A PII detection model scans every message before the agent reads it. Passwords, names, SSNs get replaced with placeholders. You see a preview of the redacted message and confirm before it sends. Toggle it off with the shield icon when you don't need it.
Each task defines which URLs the agent can visit and what it can do there. New sites trigger an approval popup with toggles for click, type, scroll, and PII access. You pick which vault data links to which site. Editable mid-session.
The system auto-detects sensitive values as the agent works: passwords being typed, account numbers on screen. They show up in a clipboard bar with detected and pinned sections. Searchable, keyboard-navigable. Copy values to paste into chat.

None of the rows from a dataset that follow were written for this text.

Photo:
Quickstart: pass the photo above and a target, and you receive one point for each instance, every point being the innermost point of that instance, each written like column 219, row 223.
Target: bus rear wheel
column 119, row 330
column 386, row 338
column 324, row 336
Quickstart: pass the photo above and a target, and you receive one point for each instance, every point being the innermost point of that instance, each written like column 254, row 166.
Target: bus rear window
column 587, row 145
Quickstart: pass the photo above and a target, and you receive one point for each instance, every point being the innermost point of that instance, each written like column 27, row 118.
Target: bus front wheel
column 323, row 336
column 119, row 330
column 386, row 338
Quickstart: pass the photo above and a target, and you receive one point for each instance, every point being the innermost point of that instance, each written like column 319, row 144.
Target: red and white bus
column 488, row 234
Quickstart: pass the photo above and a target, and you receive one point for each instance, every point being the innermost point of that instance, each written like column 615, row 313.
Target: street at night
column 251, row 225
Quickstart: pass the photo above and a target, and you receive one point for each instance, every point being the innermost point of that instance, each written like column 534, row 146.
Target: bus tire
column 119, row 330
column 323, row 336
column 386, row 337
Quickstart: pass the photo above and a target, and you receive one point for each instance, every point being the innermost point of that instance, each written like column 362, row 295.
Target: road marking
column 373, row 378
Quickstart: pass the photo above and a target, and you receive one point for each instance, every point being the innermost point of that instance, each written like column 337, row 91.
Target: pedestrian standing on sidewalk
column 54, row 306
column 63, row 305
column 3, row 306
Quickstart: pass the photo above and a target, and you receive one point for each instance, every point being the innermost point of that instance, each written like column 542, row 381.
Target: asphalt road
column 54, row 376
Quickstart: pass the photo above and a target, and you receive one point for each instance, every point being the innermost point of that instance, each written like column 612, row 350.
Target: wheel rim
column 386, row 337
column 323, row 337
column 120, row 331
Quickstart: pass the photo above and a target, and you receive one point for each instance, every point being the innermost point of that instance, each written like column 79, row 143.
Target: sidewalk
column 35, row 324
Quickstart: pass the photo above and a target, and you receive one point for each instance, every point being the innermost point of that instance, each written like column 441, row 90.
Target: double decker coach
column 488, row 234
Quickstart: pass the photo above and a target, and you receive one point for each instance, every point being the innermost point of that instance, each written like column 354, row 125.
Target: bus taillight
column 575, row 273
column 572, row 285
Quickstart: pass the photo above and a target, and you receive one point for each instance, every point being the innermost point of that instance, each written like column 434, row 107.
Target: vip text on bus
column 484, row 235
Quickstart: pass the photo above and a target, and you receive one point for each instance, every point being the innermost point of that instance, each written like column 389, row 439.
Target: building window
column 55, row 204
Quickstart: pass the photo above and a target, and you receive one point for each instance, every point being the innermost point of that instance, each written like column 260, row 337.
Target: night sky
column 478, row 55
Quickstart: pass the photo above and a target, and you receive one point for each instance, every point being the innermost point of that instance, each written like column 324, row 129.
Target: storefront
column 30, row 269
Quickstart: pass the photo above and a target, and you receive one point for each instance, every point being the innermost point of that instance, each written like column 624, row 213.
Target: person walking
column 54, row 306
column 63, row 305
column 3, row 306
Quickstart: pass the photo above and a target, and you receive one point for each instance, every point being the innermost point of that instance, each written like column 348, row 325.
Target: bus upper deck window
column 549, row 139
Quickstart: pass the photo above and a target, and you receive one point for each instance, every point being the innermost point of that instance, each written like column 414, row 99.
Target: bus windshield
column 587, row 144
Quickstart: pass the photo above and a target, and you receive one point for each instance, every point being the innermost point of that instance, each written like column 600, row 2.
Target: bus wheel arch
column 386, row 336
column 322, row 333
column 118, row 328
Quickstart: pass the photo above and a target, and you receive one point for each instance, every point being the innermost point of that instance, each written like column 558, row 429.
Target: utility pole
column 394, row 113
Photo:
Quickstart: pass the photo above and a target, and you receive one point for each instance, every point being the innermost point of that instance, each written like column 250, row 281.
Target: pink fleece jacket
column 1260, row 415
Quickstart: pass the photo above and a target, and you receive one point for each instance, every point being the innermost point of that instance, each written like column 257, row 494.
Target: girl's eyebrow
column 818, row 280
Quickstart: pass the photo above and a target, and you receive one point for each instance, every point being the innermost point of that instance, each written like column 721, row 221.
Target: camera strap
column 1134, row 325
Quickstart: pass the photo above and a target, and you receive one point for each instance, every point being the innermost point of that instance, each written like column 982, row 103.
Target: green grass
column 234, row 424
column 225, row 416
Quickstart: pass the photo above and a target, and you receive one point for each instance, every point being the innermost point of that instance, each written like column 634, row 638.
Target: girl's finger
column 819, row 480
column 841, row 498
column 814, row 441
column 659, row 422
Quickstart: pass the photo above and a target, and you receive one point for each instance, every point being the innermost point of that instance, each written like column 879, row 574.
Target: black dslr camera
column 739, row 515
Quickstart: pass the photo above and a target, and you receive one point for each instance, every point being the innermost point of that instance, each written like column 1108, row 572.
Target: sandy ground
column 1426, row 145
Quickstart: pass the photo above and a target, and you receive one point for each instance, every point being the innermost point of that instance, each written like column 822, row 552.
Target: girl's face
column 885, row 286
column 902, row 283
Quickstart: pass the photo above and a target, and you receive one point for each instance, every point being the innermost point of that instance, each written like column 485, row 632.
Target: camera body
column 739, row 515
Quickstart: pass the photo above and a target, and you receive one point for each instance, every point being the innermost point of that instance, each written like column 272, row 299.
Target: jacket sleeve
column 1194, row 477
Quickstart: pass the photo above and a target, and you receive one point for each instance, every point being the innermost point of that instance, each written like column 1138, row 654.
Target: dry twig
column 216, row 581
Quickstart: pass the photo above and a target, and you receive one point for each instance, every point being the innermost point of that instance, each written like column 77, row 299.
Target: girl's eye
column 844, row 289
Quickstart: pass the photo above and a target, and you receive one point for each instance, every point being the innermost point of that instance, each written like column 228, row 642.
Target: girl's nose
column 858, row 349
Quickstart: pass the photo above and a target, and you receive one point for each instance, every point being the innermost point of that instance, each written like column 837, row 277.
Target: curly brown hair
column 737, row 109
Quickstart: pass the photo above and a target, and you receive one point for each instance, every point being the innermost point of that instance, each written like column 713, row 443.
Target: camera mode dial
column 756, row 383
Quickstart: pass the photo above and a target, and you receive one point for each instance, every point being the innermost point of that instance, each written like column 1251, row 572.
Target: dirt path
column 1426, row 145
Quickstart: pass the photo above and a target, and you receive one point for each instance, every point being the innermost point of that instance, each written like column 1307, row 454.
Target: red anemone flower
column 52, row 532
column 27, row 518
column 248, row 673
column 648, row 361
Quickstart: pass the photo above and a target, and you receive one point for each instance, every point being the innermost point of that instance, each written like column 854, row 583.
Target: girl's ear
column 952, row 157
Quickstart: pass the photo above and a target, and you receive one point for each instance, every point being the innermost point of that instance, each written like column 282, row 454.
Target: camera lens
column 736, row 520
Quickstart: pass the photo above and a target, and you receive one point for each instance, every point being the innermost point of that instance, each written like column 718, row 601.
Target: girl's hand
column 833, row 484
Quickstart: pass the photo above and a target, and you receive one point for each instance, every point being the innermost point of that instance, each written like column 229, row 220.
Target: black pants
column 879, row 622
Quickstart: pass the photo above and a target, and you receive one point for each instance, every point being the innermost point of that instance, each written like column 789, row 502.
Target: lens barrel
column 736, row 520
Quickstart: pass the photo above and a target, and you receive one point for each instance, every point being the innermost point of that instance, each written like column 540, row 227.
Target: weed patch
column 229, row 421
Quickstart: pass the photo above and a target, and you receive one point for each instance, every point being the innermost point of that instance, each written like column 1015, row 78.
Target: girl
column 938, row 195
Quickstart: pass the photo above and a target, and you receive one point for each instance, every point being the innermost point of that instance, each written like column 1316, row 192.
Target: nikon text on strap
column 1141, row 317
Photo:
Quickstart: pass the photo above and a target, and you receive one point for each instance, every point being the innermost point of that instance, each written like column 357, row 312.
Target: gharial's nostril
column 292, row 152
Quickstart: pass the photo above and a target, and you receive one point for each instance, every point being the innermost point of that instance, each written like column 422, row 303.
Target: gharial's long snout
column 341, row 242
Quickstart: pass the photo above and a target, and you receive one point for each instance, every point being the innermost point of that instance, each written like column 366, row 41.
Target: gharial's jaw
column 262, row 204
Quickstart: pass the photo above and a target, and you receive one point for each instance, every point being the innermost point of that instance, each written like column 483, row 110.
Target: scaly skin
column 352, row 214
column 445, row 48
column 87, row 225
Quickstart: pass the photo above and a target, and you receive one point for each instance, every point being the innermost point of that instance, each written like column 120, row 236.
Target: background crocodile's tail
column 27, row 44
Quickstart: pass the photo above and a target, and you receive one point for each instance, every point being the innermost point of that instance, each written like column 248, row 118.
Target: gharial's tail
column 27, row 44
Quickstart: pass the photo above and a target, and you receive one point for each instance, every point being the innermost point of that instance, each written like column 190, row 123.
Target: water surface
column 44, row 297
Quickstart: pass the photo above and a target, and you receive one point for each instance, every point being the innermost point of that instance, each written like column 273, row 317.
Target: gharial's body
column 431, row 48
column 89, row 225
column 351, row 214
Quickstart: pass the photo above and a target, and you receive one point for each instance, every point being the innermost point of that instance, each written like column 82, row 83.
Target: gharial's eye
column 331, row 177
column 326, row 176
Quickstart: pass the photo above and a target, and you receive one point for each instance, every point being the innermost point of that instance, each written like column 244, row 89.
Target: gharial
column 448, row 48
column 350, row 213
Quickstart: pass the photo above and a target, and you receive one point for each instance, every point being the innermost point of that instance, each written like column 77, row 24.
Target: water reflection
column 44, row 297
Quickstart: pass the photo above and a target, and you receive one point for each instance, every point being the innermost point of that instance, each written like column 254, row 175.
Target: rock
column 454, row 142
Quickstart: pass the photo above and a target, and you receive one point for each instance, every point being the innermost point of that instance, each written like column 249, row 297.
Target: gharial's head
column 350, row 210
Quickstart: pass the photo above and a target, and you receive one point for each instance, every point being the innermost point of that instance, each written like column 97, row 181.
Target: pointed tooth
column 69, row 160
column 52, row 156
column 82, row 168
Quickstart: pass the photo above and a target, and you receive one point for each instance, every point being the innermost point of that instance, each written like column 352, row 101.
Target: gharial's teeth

Need to protect something mid-task the system hasn't caught? Open the Add Words drawer, type the sensitive value and a placeholder name, and it gets redacted from that point forward.
When you trust the policy, enable Autopilot. Policy violations get denied automatically and the agent works around them. No interruptions. A confirmation modal makes sure you meant to turn it on.
Switch to External Agent mode during config. You get a CLI command for your terminal and instructions to paste into Claude Code, GPT, or whatever model you use. The security layer sits between your model and the browser. Same protection regardless of which AI is driving.
Run up to 12 agents at once. A carousel grid shows live thumbnails of each browser session with status dots, pause/finish controls, and overlay alerts when the agent needs you. Click a slot to zoom in.
Every run is logged. Duration, model, tool usage, exit code, an activity timeline. Filter by date and status. Expand any run to see the full breakdown, open the encrypted report, re-run the task, or delete the record.
Write the agent's instructions, pick a category, set the allowed URLs, list what credentials or PII fields it needs. Publish it or keep it to yourself.
Lock your vault from the dashboard at any time. Immediately cuts off all placeholder resolution. The agent can't fill in any sensitive fields until you unlock. Good for when you walk away.